All Saints Episcopal Day School is a co-educational independent school for students from Pre-K3 to 8th grade. The school is located in Hoboken, New Jersey, and occupies two campuses: the Elementary school and Middle schools are located at 707 Washington Street on the corner of 7th and Washington Streets, and the Early Childhood Center, which is located at 527 Clinton St. on the corner of Sixth and Clinton Streets, houses the Pre-K3, Pre-K4 and Kindergarten programs. Both campuses boast historic landmark buildings, and include a gymnasium, movement room, science lab, art room, and private outdoor play yards.
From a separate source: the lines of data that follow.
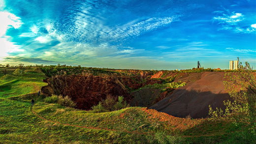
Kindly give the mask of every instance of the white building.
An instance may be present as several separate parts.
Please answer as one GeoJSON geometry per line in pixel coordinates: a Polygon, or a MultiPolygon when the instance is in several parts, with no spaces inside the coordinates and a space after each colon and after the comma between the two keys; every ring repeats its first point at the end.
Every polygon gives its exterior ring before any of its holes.
{"type": "Polygon", "coordinates": [[[238,60],[234,60],[234,69],[238,69],[238,60]]]}
{"type": "Polygon", "coordinates": [[[229,61],[229,70],[234,69],[234,61],[233,60],[229,61]]]}

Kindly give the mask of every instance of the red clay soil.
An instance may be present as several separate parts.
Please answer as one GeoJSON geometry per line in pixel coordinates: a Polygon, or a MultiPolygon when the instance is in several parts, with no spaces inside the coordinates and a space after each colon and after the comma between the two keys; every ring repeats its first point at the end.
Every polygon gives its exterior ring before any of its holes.
{"type": "Polygon", "coordinates": [[[124,100],[128,102],[131,99],[129,90],[137,89],[146,85],[162,83],[159,80],[143,79],[146,75],[95,76],[87,74],[56,76],[47,80],[48,86],[42,87],[41,92],[47,96],[51,96],[52,94],[68,95],[76,103],[77,108],[90,110],[108,95],[116,97],[123,96],[124,100]]]}
{"type": "Polygon", "coordinates": [[[159,79],[162,76],[162,74],[163,74],[163,72],[161,71],[160,71],[151,76],[151,79],[159,79]]]}
{"type": "Polygon", "coordinates": [[[187,74],[179,79],[176,77],[175,81],[188,81],[191,78],[200,79],[194,82],[189,81],[187,86],[175,90],[150,108],[174,116],[185,117],[190,115],[194,118],[207,117],[209,105],[224,110],[223,101],[230,99],[224,88],[224,74],[222,72],[204,72],[187,74]]]}

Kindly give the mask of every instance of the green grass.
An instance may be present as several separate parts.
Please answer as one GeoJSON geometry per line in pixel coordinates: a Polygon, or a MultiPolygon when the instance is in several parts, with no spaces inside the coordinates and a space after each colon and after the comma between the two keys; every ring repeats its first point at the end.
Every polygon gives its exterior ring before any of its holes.
{"type": "Polygon", "coordinates": [[[0,75],[0,144],[249,144],[246,126],[171,116],[145,108],[94,113],[45,102],[43,74],[0,75]],[[32,98],[35,104],[31,107],[32,98]],[[34,113],[33,113],[32,112],[34,113]]]}

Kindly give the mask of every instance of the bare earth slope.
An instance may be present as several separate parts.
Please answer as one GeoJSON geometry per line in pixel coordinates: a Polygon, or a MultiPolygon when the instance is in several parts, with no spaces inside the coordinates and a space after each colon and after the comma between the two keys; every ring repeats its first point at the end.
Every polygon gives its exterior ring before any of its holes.
{"type": "Polygon", "coordinates": [[[222,72],[197,73],[201,79],[178,88],[150,108],[177,117],[190,115],[194,118],[207,117],[209,105],[224,110],[223,101],[230,99],[224,89],[224,74],[222,72]]]}

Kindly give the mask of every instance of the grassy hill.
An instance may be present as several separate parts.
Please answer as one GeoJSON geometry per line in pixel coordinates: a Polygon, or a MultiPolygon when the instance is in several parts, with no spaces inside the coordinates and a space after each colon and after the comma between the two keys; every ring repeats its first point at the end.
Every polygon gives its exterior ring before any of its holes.
{"type": "Polygon", "coordinates": [[[146,108],[95,113],[45,102],[40,71],[0,74],[0,144],[250,144],[246,125],[182,118],[146,108]],[[33,98],[35,104],[31,107],[33,98]]]}

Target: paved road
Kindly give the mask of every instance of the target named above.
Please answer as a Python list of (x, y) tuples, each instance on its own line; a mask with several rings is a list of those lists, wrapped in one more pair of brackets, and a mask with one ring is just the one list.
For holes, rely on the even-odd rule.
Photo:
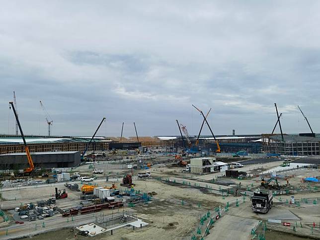
[[(119, 210), (119, 212), (123, 209)], [(113, 211), (117, 213), (118, 210)], [(112, 214), (112, 210), (101, 211), (97, 213), (91, 213), (84, 215), (78, 215), (74, 217), (74, 221), (72, 218), (62, 218), (61, 215), (55, 216), (43, 220), (37, 220), (35, 221), (26, 222), (24, 224), (15, 224), (7, 228), (0, 229), (0, 239), (11, 239), (12, 238), (21, 238), (38, 234), (55, 229), (61, 229), (67, 227), (76, 227), (88, 223), (94, 222), (95, 221), (96, 215), (98, 215), (101, 213), (105, 214)], [(44, 228), (43, 224), (44, 223)], [(8, 235), (6, 235), (6, 230)]]
[(240, 161), (241, 164), (243, 165), (249, 165), (250, 164), (256, 164), (256, 163), (265, 163), (267, 162), (273, 162), (274, 161), (283, 161), (283, 160), (280, 159), (267, 159), (263, 158), (261, 159), (250, 159), (249, 160), (245, 160), (243, 161)]

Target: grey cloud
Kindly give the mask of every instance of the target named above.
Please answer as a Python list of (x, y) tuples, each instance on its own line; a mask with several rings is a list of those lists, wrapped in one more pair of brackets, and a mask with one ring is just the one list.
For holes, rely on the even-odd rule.
[(196, 135), (191, 104), (217, 134), (268, 132), (274, 102), (285, 131), (308, 131), (297, 104), (320, 131), (317, 1), (37, 3), (0, 9), (0, 132), (13, 90), (29, 134), (46, 133), (40, 99), (64, 135), (104, 116), (101, 135), (177, 134), (176, 119)]

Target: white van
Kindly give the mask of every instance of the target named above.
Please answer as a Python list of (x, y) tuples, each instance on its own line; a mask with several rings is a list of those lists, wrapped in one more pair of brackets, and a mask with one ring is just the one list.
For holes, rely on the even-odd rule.
[(103, 173), (103, 170), (102, 169), (95, 168), (92, 170), (92, 173)]
[(230, 168), (235, 168), (236, 167), (242, 167), (243, 165), (239, 162), (231, 162)]

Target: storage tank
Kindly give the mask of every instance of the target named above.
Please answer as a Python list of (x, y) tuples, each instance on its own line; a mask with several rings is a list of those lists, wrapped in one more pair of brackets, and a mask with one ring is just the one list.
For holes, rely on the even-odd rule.
[(104, 200), (108, 197), (110, 197), (110, 190), (105, 188), (98, 189), (98, 197), (101, 200)]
There are SMART Boards in all classrooms and networked computers throughout all of the buildings.

The core curriculum consists of language arts, mathematics, science, social studies, physical education, world language and health, as well as special subjects including art, music, dance, drama, computers, and community service. The overall Student–teacher ratio is 5 to 1. All Saints is an IB World School meaning that it is authorized to provide the IB Programme to all of the grade levels the school covers. IB World Schools share a common philosophy – a commitment to high-quality, challenging, international education.

Each grade takes 6-10 field trips in New York City and its environs per year. Beginning in the Fifth Grade, students go on a three-day overnight trips to Frost Valley Farm Camp (Grade 5), Clearpool Green Chimneys (Grade 6), and Boston (Grade 7). Each year, our Eighth Grade students culminate their experience with an international capstone trip, designed to bring their learning to life on a global stage. In recent years, students have traveled to Scotland, where they explore the country’s leading environmental initiatives firsthand. Through immersive experiences, they deepen their understanding of sustainability, global citizenship, and the impact of innovation in protecting our planet.

The majority of teachers at All Saints hold advanced degrees in their fields and/or areas of expertise, and are certified to teach in the state of New Jersey, and the staff of more than 30 teachers and assistants are supported in continued professional development. One All Saints Middle School teacher was named Teacher of the Year in October 2011 by the New Jersey Council for American Private Education (NJ CAPE). The award is presented annually by NJ CAPE and presented by the New Jersey Deputy Commissioner of Education. The faculty at All Saints routinely present their work at conferences in the state and around the country. All Saints Episcopal Day School is accredited by the New Jersey Association of Independent Schools.